Mai totale chiarezza ma fascinoso mistero, mai singolarità, ma totale molteplicità fatta di un linguaggio naturalistico, il gusto del mistero che è sempre stato il tratto caratteristico del Gotico e del Rinascimento. Le porzioni di figura o dei particolari sui totali che hanno il sapore della sezione aurea, dei punti di vista prospettici, dei canoni armonici architettonici ad ispirare soggetti e insiemi. Inglesi imposta le strutture scultoree secondo linee portanti, nuclei espressivi nella dicotomia dialettica tra particolare e totale, senza mai perdere di vista l’occhio del fruitore, dello spettatore di un complesso scultoreo-teatrale.
Inglesi conserva tutti i tratti di cui parliamo, presenti anche in Tammaro e uno fra tutti l’architettura metafisica del gesto – Largo gesto il titolo che è più presente nelle sue opere, attesa, presagio – senza privarlo della dinamica e del movimento, anzi esaltandolo come sforzo assoluto della tensione umana alla verità. Esplicitato, vuoi come braccio teso che esce dall’arco delle spalle verso lo spazio libero o verso una parete o una finestra o una porta o nella flessione delle ginocchia, una specie di raccoglimento afro in cui la persona assorbe energia dalla madre terra per poi forse esploderla nell’attimo successivo in un salto. Oppure come una tensione implicita perché interna ad una forma, in essa trattenuta come evidente denuncia di privazione della libertà, della libertà del gesto equiparato all’espressività, alla vita. In questo caso il gesto si coglie solo come deformazione della superficie che rappresenta il confine del volume di prigionia, ed è implicito scoppio dinamico trattenuto e violato.

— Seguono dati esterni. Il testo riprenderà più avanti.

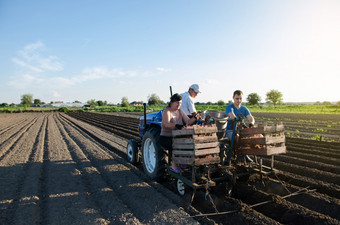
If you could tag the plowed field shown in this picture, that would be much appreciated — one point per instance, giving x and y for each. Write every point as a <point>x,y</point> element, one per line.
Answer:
<point>57,169</point>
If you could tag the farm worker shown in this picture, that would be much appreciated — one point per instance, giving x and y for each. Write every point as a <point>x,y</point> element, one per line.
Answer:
<point>173,118</point>
<point>188,105</point>
<point>236,110</point>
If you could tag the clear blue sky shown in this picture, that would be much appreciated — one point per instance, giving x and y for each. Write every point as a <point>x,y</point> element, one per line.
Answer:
<point>69,50</point>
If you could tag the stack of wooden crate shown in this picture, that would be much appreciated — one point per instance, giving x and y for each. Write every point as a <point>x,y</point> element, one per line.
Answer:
<point>264,140</point>
<point>195,145</point>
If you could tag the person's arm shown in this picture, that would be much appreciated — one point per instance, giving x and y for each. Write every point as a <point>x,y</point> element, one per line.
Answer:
<point>187,120</point>
<point>251,119</point>
<point>166,120</point>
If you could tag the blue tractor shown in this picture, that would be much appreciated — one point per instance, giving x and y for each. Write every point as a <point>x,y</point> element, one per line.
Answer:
<point>152,155</point>
<point>155,159</point>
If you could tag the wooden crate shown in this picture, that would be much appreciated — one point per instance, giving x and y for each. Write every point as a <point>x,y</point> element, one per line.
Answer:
<point>195,146</point>
<point>265,140</point>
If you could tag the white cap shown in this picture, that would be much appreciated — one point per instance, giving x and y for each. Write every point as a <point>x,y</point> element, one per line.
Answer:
<point>195,87</point>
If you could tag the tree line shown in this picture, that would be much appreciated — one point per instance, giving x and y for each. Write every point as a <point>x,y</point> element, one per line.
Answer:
<point>272,97</point>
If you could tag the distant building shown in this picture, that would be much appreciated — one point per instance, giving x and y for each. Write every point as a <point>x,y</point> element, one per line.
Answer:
<point>136,103</point>
<point>67,104</point>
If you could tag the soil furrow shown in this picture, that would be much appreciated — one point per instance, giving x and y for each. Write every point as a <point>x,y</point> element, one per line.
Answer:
<point>308,163</point>
<point>11,126</point>
<point>28,207</point>
<point>244,216</point>
<point>14,171</point>
<point>329,189</point>
<point>8,143</point>
<point>66,199</point>
<point>280,209</point>
<point>316,158</point>
<point>98,189</point>
<point>306,171</point>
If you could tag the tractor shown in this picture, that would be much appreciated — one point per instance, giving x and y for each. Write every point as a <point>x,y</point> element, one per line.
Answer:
<point>206,172</point>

Alberto Inglesi parla con le sue sculture, altrimenti è schivo, laconico e chi vuole il suo vero volto lo deve ricercare nelle sue opere, sapendo ricercare nei tratti delle sue Donne si può trovare l’uomo con le sue squisite sensibilità, la sua passione per la verità, la sua purezza, la sua fierezza.
Inglesi da vero artista maledetto non conosce compromessi, non indugia, agisce a piena carica e forza, non ama il politically correct.
Non sarà mai troppo il ringraziamento che a lui è dovuto, per il suo coraggio di mettere a nudo quanto siamo, quanto non siamo e i nostri disagi, le nostre paure, per darci modo di riflettere.
Prendiamo coscienza perché, di fronte a noi, l’opera d’Inglesi ci spinge a godere di un linguaggio artistico che evoca nelle tematiche e nelle nobiltà dei gesti il classico ma conduce forma e luci verso un linguaggio innovativo. Nella sua globalità una Nuova Figura, ma nei particolari capace di spingersi all’Informale, con lo spirito della Innovazione Culturale.
Inglesi ci porta al senso primo della vita, alla sua Arché, al perché ontologico, senza nascondersi dietro a maschere di apparenza.
Il suo è un richiamarci alla profondità dei valori primi, privi di demagogia.